The city’s municipal pumping system, when it works, moves water out of the city, but the severely restricted capacity of the drainage system this week has left many afraid that even an ordinary summer afternoon downpour could swamp the streets again.

The weather forecast for the next several days predicts heavy rains.

After last weekend’s flooding, city officials insisted the pumps had been working at 100 percent capacity and that the flooding was simply the result of climate change.

Only under scrutiny did the truth come out: that pumping stations in two of the hardest-hit areas were limited to one-half to two-thirds capacity during the storm.

By the city’s calculations, released Sunday, 8 to 10 inches of rain fell in some areas of the city in as few as four hours.

“Many neighborhoods of the city saw rainfall amounts equaling a 1 percent chance of occurring in any year, a so-called 100-year event. Others saw rainfall amounts equaling a 10 percent chance of occurring in any year, a so-called 10-year event. The rate of rainfall in many neighborhoods of the city was one of the highest recorded in recent history,” the city said in a statement Sunday.

As the week unfolded, so did revelations that 16 of the city’s pumps were not working last Saturday when the heavy rains came down.

Sewerage and Water Board director Cedric Grant, who announced this week he is retiring this year, initially blamed global warming for the flooding, saying it was all part of the “climate change era.” He added that upgrading the city’s drainage system would cost billions of dollars and the city does not have the money.

During an investigative meeting on the weekend flooding, City Council President Jason Williams called Grant’s statements “completely offensive.”

“This past weekend we suffered damage to property, frustration, disruption of lives, and I don’t believe there was sufficient information disseminated from the administration,” Williams said. “I have said this publicly already and I’ll say it again: The suggestion – regardless of the amount of water that fell, regardless of the capacity of the pumps – a statement saying that dealing with flooded-out first floors, dealing with waking up to a lost car is just climate change and the new normal is completely offensive.”

Mayor Mitch Landrieu called Grant’s climate change comments “tone deaf” during a hearing Monday but said that the city was bound to flood with or without all the pumps up and working.

“I can say with a lot of confidence that we have one of the best pumping systems in the world,” Landrieu said, “But we will find out if there was a problem. Having said that, the city was going to flood anyway from this particular event.”

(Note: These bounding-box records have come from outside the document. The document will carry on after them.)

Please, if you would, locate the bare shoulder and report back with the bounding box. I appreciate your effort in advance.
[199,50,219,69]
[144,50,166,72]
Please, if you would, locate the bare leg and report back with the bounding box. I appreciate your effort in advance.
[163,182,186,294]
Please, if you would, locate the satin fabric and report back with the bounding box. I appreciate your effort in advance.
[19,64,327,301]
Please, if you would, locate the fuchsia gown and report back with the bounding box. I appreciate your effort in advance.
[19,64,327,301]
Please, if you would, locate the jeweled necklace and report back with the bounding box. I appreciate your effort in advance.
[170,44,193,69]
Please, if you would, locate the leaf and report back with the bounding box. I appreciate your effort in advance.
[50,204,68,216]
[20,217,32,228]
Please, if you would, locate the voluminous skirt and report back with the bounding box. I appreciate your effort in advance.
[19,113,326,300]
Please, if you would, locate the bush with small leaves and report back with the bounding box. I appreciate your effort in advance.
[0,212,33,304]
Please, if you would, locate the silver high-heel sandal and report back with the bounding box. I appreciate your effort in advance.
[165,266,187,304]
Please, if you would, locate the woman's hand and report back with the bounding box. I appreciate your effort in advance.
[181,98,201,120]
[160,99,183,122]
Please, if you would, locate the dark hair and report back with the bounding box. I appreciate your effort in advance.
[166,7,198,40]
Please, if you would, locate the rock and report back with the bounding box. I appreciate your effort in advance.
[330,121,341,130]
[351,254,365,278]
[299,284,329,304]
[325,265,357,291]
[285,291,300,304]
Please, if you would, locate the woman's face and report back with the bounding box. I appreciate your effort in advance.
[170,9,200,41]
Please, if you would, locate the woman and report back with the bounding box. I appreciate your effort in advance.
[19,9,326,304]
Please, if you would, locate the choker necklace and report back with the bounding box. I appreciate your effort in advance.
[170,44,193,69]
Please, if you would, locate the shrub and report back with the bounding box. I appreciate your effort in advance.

Schools and some public offices were to remain closed Friday due to fear of floods.

Freddie Zeigler, a meteorologist with the National Weather Service in Slidell, near New Orleans, told the Times Picayune on Thursday that “storms are developing all over the place with no real rhyme or reason to it.”

Zeigler said rain would probably continue into the weekend, with a 60 percent chance Friday and Saturday. A 60 percent chance of rain means that rain is expected in 60 percent of the area.

Zeigler told the Times Picayune the afternoon storms that are usual this time of year in New Orleans have been starting earlier in the morning and lasting longer through the day. He said the National Weather Service is “taking into account” New Orleans’ pumping problems as it considers how and when to issue flood warnings and flood watches. He said weather forecasters do not know how much rain the New Orleans pump system can endure.

“We know different areas have different issues in handling the rain,” Zeigler said. “We’ve got to put that in the back of our mind in how we issue watches and warnings.”

He said the 5 to 9 inches of rain that flooded homes last weekend was catastrophic, and that if it were to happen again, “we would not be able to handle that level of capacity” with the power the system has now.